SWEET POTATO AND ZUCCHINI BREAD



Sweet Potato and Zucchini Bread image

Provided by Debbie Fleming

Categories     Bread     Nut     Vegetable     Brunch     Bake     Thanksgiving     Walnut     Zucchini     Sweet Potato/Yam     Fall     Healthy     Bon Appétit     South Carolina     Kidney Friendly     Vegetarian     Pescatarian     Dairy Free     Peanut Free     Soy Free     Kosher

Yield Makes 1 loaf

Number Of Ingredients 12

2 cups all purpose flour
2 teaspoons ground cinnamon
1 teaspoon baking soda
1/4 teaspoon baking powder
1/4 teaspoon salt
2 cups sugar
3/4 cup vegetable oil
3 large eggs
1 teaspoon vanilla extract
1 1/2 cups grated zucchini
1 1/2 cups grated peeled sweet potato
1 cup chopped walnuts, toasted

Steps:

  • Preheat oven to 350°F. Butter and flour 9x5x3-inch loaf pan. Sift first 5 ingredients into medium bowl. Beat sugar, oil, eggs and vanilla to blend in large bowl.
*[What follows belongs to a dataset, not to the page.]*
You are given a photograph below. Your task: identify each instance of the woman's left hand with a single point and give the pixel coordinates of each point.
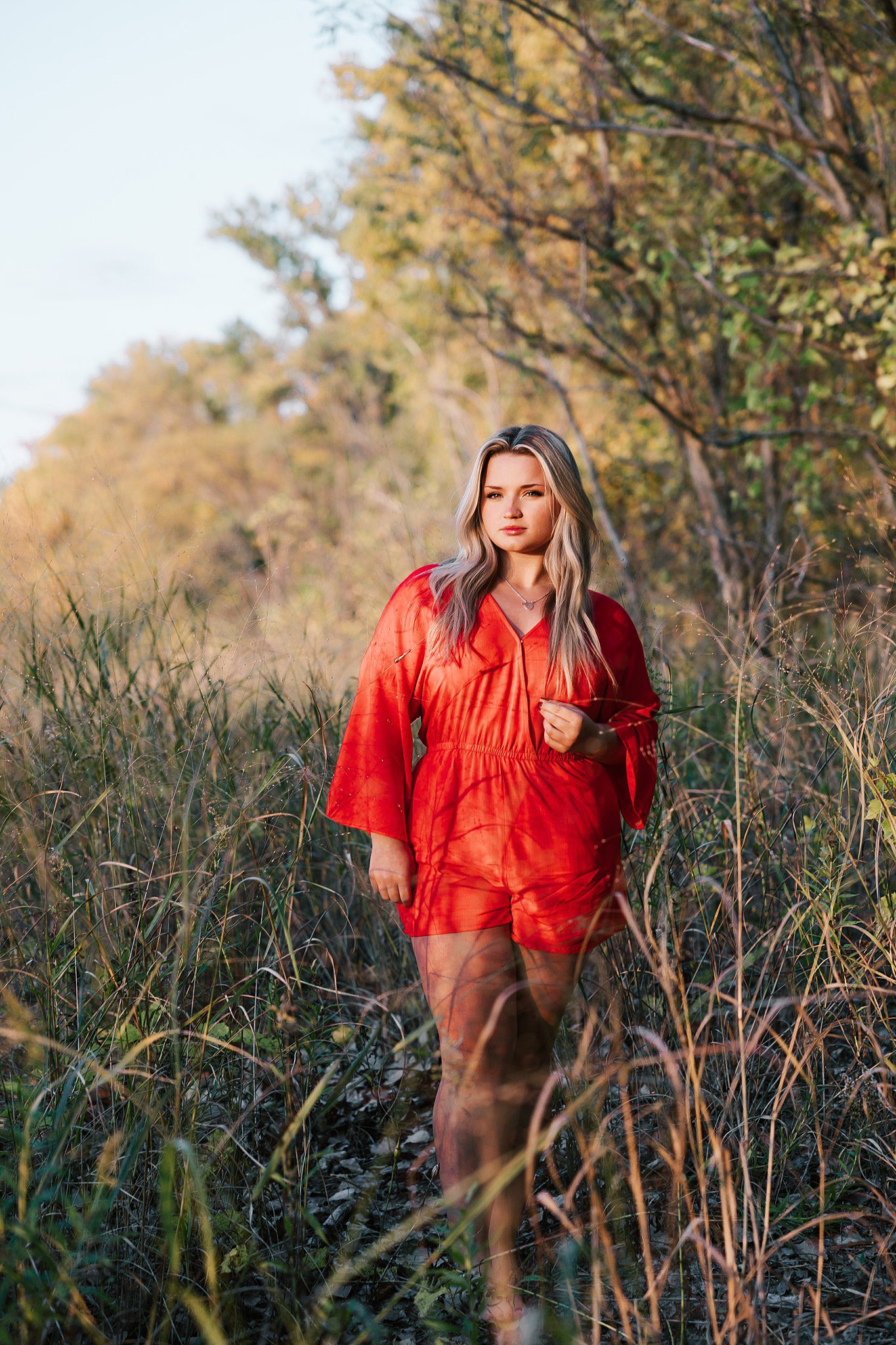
(566, 726)
(568, 730)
Mix in zucchini and sweet potato. Add dry ingredients and walnuts and stir well.
  • Transfer batter to prepared pan. Bake until tester inserted into center comes out clean, about 1 hour 20 minutes. Cool bread in pan on rack 15 minutes. Cut around bread to loosen. Turn out onto rack and cool completely. (Can be prepared 1 day ahead. Wrap in foil and let stand at room temperature.)